Wirtschaftsexperten warnen vor zu großer Exportabhängigkeit

  • Simon Poelchau
  • Lesedauer: 3 Min.
Nicht die Agenda 2010, sondern die Konjunkturpakete in der Krise waren gut für Deutschland - sagen Ökonomen. Denn letztere hätten die Nachfrage stabilisiert.

Unter drei Millionen Arbeitslose, sprudelnde Steuereinnahmen und eine Wirtschaft, die nicht in den Sog der Eurokrise geraten ist - das hört sich nach einer Erfolgsstory an. Doch der deutschen Wirtschaft könnte es besser gehen. »Das Deutschland im Moment relativ gut dasteht, ist kein Verdienst der angebotsfixierten Strategie seit Ende der 1990er Jahre«, erklärt der Direktor des Instituts für Makroökonomie und Konjunkturforschung (IMK), Gustav Horn. Seine Forscher errechneten, dass es heute ohne die Sparmaßnahmen und den Abbau der Arbeitnehmerrechte durch die Agenda 2010 bis zu 1,5 Millionen zusätzliche Arbeitsplätze geben könnte.

Für die Berechnungen verglich das IMK drei Konjunkturzyklen seit der Gründung der Währungsunion im Jahr 1999. Der erste reicht bis 2005, der zweite von 2005 bis 2009, der dritte Zyklus endete Anfang 2013. Danach simulierten die Ökonomen, wie sich die Wirtschaft entwickelt hätte, wenn die Löhne jährlich um drei Prozent gestiegen wären und der Bund seine Ausgaben nicht zurück gefahren hätte.
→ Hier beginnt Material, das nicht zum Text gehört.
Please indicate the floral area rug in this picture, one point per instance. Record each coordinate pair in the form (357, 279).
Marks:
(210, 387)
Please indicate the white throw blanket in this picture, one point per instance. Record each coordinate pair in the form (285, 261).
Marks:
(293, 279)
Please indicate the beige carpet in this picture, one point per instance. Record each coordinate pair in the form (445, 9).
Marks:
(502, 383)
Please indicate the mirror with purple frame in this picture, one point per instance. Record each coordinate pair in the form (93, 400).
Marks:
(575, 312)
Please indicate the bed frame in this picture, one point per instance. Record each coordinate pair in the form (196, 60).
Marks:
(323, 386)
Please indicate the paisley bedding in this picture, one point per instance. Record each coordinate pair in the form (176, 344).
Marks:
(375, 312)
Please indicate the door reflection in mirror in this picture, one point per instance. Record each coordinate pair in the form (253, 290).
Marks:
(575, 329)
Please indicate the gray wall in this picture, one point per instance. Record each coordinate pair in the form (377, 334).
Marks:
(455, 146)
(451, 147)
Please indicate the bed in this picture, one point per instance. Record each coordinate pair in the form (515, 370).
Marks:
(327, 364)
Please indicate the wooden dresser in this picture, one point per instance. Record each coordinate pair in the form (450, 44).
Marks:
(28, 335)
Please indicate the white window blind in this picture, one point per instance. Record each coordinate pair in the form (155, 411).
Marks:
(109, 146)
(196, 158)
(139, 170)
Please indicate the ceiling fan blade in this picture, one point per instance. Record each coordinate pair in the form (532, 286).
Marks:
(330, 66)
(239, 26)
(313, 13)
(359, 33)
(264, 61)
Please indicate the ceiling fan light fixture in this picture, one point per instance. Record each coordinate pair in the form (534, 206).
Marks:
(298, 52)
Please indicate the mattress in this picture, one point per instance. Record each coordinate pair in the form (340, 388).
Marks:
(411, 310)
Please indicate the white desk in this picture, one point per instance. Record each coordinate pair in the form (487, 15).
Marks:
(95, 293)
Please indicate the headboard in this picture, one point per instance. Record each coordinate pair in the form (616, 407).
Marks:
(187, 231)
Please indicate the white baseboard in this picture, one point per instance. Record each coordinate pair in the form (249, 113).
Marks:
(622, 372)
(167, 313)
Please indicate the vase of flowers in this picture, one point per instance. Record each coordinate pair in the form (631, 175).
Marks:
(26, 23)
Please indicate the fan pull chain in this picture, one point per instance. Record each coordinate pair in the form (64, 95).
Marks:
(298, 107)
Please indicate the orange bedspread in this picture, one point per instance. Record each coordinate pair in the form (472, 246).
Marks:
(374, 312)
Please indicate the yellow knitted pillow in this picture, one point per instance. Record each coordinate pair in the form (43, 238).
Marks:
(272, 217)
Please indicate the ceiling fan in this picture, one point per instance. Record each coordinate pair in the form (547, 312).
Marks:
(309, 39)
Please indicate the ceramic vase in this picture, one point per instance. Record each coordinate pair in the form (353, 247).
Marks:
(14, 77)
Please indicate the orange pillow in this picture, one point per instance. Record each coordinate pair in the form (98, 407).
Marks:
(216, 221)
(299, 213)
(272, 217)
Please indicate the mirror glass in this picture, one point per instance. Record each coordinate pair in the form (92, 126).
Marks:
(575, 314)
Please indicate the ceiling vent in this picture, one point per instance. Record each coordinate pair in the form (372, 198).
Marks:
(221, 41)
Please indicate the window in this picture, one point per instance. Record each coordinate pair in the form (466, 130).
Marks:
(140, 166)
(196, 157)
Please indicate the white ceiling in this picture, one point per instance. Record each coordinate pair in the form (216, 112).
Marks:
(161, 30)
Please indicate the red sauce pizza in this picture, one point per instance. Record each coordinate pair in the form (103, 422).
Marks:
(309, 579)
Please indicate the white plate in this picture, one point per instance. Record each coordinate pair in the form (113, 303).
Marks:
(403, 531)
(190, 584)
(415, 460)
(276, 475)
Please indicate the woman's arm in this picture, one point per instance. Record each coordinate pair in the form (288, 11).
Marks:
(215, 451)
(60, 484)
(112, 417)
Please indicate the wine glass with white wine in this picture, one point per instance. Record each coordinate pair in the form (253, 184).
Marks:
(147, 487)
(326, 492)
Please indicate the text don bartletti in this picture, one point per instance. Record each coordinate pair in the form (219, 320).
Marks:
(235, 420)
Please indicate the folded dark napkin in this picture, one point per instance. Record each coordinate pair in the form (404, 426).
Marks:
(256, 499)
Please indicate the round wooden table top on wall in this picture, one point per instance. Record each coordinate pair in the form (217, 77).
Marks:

Das Ergebnis ist im internationalen Vergleich eindeutig: »Erst seit der Finanzmarktkrise ist unsere Entwicklung überdurchschnittlich«, so Horn. Während zwischen 2000 und 2008 die Wirtschaftsleistung im Euroraum um rund 15 Prozent zulegte, waren es in der Bundesrepublik nur 11,5 Prozent. Auch die Zahl der Erwerbstätigen stieg mit 2,5 Prozent im Vergleich zum Euroraum-Mittel von neun Prozent lediglich mäßig an.

Die Ursache für die Entwicklung ist für die gewerkschaftsnahen Wirtschaftswissenschaftler eindeutig. »Zwei Augen sehen mehr als eins«, sagt Horn und meint damit, dass sich die Bundesregierungen vor dem Ausbruch der Finanzkrise zu sehr auf die internationale Wettbewerbsfähigkeit Deutschlands und die Senkung der Arbeitskosten konzentriert hat. Diese Politik nennt er angebotsfixiert. Denn Löhne und Sozialausgaben haben zwei Seiten: Zum einem sind sie Kosten für Unternehmen und den Staat. Zum anderen schaffen sie aber Nachfrage, weil die Menschen das Geld, das sie verdienen, ausgeben können.

So liegt den IMK-Forschern zufolge der Grund für das gute Abschneiden Deutschlands nach dem Ausbruch der Finanzkrise auch nicht in den Reformen der Agenda 2010, sondern in den Konjunkturpakten und den Lohnzuwächsen der letzten Jahre. »Diese Kurskorrektur sollte man weiterverfolgen«, fordert Horn.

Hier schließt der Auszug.